Stephen Harris and Massimo on the music that made them
New BBC radio documentary looks at the relationship between great chefs, their kitchens and record collections
When chef Stephen Harris created his famous dish, slip sole in seaweed butter, he and his team weren’t absolutely convinced it was finished. The recipe was deceptively simple: take a slip sole fillet, add a spot or two of Harris’s seaweed butter, and grill it for four minutes.
Unconvinced that good cookery could be so simple, Harris and the brigade at his restaurant, the Sportsman in Seasalter, on the Kent coast of South East England, tried to improve on the dish. Yet as he told the BBC’s Dan Saladino in a recent edition of the Radio 4’s Food Programme, “in the end, when you added something you lost what the dish was about.”
Harris used to play in a moderately successful punk band, The Ignerents, and, as he tells Saladino, he learnt to play the guitar just as he learnt to cook: not through any formal training, but by copying the pros, from Paul Weller to Pierre Marco White. So, to solve his slip sole problem, he turned once again to music. Harris compared the dish to one of his favourite punk rock songs, the 1978 hit, Ever Fallen in Love (With Someone You Shouldn't've Fallen in Love With) by Manchester band, Buzzcocks. At just two minutes, 40 seconds, it’s hardly overly long, yet, like the slip sole recipe, its strength lay in its brevity.
“When the Buzzcocks finished Ever Fallen in Love, I’m sure they didn’t think, ‘Shall we add another verse or some Mellotron?’” Harris reasons. “They thought that was over with.” So too was this recipe.

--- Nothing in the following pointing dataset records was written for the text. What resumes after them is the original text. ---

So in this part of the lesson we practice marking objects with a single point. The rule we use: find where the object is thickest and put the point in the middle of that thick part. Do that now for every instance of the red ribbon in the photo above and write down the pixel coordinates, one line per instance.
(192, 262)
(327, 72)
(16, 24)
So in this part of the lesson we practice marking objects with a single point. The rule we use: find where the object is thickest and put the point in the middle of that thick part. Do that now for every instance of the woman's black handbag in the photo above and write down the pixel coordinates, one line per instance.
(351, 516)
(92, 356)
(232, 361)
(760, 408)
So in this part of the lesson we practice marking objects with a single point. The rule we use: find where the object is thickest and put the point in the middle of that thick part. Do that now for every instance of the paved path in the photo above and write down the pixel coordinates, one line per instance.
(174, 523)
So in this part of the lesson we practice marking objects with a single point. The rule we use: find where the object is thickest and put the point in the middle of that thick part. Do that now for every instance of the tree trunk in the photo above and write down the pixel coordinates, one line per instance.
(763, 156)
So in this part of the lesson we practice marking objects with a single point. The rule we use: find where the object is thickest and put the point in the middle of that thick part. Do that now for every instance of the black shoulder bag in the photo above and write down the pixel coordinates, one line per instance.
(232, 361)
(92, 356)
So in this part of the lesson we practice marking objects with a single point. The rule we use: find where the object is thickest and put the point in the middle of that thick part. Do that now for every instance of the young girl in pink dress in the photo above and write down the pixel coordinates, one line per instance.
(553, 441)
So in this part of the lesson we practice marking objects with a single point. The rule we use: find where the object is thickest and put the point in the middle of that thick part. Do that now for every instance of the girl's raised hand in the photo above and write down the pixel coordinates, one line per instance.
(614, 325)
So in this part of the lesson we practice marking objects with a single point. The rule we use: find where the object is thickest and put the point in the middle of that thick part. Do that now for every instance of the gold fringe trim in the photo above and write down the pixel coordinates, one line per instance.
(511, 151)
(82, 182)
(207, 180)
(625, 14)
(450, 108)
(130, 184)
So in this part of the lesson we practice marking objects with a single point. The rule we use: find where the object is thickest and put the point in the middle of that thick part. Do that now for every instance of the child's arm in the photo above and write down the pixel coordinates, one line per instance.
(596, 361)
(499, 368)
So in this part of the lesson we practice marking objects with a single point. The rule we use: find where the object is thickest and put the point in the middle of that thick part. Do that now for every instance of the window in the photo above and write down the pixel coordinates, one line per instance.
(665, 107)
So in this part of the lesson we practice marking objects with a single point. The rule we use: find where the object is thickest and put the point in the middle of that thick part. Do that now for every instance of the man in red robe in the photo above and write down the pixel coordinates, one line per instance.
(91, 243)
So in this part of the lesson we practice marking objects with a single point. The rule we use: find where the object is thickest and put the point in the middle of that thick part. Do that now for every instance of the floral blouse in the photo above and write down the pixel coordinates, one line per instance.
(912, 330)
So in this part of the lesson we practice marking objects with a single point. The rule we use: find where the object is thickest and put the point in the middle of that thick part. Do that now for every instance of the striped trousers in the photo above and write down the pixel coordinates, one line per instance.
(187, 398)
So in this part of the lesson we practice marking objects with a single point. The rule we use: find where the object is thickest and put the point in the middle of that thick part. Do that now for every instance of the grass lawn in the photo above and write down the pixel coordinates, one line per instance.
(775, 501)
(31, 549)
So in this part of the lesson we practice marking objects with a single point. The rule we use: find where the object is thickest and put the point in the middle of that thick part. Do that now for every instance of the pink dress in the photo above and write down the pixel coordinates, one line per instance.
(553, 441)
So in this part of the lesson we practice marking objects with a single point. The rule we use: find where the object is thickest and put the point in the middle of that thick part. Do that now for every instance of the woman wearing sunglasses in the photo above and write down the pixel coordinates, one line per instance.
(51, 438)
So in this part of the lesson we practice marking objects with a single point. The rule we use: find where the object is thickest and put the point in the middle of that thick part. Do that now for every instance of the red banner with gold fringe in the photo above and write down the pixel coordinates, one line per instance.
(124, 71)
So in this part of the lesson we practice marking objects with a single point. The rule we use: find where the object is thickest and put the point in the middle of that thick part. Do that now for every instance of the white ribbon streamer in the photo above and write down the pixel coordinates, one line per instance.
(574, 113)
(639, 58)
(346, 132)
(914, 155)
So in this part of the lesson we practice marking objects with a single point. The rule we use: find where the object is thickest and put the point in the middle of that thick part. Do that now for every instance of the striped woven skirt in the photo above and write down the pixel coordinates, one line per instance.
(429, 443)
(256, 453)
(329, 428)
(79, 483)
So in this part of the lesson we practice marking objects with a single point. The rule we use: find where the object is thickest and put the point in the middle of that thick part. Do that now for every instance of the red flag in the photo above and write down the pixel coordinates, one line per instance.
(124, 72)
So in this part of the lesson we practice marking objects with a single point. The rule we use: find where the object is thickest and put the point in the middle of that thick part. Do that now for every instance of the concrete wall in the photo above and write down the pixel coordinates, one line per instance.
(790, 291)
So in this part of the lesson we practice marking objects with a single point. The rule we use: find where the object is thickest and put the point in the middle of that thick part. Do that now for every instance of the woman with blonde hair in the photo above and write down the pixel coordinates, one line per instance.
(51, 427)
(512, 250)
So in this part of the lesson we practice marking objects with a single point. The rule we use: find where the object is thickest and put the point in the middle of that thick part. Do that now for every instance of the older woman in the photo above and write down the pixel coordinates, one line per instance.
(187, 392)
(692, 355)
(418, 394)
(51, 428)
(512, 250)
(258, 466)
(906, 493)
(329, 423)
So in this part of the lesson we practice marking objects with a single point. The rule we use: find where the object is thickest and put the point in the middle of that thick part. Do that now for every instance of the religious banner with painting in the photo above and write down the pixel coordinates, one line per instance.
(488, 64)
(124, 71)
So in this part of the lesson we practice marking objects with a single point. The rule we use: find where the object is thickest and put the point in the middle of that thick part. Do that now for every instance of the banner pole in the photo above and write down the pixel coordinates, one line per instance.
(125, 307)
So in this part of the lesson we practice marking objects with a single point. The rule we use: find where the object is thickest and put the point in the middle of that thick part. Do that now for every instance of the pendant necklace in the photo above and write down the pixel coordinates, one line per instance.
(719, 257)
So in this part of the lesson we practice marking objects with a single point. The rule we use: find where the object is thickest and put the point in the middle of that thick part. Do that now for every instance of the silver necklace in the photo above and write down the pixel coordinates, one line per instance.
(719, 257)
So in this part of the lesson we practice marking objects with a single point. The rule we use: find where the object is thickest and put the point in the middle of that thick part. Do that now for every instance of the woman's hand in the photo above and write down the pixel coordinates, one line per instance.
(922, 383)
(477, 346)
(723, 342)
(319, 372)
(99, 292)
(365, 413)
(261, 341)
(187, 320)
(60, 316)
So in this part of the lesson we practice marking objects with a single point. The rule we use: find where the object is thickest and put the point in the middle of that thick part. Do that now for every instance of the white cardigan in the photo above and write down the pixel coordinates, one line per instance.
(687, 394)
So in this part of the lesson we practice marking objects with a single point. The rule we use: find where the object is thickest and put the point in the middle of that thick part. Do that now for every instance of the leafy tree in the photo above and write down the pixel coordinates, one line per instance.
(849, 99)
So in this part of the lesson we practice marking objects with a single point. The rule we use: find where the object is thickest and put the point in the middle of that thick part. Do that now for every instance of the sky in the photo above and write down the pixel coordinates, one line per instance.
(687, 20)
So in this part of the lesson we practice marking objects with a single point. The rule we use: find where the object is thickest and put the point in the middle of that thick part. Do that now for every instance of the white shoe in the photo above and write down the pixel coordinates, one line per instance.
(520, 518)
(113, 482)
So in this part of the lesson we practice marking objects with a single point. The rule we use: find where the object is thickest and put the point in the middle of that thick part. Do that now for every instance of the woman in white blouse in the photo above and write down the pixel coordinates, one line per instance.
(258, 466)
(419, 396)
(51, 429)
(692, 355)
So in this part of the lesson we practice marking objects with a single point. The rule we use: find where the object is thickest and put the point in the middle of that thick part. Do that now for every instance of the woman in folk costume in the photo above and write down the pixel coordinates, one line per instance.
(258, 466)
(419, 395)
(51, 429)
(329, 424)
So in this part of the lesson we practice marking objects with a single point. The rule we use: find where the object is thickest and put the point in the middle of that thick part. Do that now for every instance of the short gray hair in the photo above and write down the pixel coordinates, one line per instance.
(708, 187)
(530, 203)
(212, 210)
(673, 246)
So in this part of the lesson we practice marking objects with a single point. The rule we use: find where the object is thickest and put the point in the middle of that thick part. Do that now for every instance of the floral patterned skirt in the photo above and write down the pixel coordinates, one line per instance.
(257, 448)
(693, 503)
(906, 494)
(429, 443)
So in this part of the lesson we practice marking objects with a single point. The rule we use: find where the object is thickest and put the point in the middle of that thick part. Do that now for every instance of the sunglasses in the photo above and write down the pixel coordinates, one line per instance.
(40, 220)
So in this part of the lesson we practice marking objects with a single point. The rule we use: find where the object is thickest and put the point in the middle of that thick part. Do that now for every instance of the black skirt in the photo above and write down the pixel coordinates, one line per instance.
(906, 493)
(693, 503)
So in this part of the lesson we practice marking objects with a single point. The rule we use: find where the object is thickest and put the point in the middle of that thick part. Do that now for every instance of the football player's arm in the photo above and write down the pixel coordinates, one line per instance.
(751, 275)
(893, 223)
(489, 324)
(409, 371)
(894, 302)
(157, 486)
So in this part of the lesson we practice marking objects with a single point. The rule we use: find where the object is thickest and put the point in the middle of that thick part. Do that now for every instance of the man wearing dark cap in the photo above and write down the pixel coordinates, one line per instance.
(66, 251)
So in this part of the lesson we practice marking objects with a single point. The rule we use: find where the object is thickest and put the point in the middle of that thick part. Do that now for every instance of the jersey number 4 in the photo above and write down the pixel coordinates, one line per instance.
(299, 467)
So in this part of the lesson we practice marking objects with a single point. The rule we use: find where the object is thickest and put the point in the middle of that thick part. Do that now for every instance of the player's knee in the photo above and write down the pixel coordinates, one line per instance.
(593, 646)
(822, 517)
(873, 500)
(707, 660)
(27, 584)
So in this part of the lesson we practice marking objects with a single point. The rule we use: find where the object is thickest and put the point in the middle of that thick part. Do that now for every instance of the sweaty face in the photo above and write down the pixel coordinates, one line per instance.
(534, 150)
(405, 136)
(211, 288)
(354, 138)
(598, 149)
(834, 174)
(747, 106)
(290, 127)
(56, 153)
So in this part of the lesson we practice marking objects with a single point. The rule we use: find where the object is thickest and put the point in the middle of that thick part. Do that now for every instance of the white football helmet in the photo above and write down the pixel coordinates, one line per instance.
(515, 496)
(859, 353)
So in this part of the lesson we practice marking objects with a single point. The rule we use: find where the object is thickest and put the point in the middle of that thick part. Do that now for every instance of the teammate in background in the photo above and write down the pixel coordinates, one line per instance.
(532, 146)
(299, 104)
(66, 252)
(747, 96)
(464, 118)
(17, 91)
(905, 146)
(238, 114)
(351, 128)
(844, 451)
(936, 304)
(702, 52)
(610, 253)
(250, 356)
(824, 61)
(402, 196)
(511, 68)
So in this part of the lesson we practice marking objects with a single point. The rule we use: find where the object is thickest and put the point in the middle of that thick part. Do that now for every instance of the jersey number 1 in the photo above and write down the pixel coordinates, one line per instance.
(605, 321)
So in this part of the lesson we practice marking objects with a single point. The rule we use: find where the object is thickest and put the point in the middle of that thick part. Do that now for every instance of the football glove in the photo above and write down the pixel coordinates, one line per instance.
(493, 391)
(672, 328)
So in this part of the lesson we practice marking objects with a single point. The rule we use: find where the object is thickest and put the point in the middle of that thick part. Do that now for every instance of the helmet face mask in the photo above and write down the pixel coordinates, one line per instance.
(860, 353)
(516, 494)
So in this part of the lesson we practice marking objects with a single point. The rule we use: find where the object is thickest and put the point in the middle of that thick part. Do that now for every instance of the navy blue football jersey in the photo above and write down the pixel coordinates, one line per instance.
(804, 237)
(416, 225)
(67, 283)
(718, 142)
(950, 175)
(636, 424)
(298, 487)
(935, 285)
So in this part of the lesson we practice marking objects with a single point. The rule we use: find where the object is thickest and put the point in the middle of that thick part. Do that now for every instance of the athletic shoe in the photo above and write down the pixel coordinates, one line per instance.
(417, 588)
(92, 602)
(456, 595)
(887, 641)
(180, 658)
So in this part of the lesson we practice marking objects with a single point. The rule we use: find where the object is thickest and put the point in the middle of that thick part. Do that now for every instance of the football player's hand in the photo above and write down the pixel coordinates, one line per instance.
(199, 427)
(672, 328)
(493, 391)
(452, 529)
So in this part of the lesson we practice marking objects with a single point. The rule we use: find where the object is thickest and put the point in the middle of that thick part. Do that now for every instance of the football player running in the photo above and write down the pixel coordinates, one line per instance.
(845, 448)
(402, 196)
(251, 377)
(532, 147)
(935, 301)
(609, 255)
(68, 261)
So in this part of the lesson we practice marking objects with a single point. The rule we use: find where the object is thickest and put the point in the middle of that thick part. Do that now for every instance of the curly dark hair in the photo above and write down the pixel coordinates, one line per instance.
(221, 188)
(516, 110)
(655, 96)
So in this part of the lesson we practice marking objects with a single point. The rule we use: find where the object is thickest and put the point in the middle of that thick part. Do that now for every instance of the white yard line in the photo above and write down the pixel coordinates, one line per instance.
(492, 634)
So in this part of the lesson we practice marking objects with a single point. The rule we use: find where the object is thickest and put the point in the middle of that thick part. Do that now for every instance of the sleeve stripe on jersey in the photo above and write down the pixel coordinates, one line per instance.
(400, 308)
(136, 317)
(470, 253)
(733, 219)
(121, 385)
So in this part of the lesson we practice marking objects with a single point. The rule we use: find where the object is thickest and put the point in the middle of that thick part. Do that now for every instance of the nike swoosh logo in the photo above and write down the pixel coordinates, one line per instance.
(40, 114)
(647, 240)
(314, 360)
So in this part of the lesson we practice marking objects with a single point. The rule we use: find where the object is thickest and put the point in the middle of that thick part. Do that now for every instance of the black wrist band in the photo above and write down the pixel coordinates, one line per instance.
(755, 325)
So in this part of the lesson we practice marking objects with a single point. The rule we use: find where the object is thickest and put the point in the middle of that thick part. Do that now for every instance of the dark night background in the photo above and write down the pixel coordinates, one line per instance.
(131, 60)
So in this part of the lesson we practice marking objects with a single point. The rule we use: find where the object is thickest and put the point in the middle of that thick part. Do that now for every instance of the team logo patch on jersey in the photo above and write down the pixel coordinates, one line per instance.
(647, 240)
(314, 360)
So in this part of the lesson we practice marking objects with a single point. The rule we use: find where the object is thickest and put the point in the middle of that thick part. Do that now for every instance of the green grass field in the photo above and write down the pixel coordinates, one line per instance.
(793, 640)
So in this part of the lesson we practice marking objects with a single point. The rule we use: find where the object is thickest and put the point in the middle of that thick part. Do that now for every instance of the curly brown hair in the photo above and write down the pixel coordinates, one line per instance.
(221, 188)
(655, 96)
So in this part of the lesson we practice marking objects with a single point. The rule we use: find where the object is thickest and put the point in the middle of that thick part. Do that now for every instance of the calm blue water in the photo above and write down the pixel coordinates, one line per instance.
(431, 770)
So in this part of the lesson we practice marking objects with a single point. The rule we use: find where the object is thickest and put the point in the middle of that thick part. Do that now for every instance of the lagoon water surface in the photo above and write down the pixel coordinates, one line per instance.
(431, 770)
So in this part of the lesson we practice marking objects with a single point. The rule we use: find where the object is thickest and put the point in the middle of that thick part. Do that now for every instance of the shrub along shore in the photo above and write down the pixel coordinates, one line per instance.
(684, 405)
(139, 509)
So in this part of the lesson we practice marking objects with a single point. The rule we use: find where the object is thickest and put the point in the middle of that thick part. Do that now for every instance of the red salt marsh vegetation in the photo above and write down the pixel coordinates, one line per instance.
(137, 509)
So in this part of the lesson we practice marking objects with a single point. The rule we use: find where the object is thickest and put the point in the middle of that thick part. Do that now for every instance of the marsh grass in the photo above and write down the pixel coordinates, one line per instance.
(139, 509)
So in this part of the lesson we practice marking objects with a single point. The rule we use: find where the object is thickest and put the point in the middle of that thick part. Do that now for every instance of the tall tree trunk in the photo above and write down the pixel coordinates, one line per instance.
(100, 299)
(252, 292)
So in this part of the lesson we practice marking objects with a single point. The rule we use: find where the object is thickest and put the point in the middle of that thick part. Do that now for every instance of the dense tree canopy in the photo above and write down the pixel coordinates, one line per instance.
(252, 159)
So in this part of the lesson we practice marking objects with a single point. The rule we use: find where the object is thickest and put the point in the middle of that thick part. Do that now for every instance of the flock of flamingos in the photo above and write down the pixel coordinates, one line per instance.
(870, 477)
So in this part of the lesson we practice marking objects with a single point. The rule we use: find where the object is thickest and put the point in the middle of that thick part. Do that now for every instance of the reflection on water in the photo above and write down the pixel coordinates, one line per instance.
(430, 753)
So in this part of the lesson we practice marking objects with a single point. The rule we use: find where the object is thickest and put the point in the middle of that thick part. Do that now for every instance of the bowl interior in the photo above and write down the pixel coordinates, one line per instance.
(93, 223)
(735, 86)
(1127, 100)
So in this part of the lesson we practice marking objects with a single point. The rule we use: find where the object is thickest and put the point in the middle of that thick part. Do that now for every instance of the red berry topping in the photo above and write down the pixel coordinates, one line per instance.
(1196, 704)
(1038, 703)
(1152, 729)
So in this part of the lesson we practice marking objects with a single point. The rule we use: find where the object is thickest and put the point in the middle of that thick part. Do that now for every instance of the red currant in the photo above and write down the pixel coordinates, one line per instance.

Of course, not every chef places such a premium on succinctness. Saladino also spoke to the acclaimed Italian chef Massimo Bottura about his love of the pioneering 20th century US jazz pianist, Thelonious Monk.
Bottura says his 17,000-disc-strong record collection contains everything Monk ever recorded. He even invented a dish, Tribute to Thelonious Monk, to honour the musician. Its white Alaskan cod and black, squid-ink broth brings to mind a piano keyboard. Massimo tells the BBC that it is truly an homage to the jazz musician, thanks to the way that it pushes a diner’s perceptions, by looking monochromatic but packing in a huge range of flavours.
Monk developed idiosyncratic, angular, dissonant improvisatory techniques, pushing jazz far beyond the conventional styles of the 1940s and 50s. Chefs, says Bottura, should try to be more like him.
“Be different,” Massimo advises those entering the profession. “This is very important for the young generation; if your idea is a good idea you’re going to be recognised." Of course, what you listen to while you do that is totally up to you.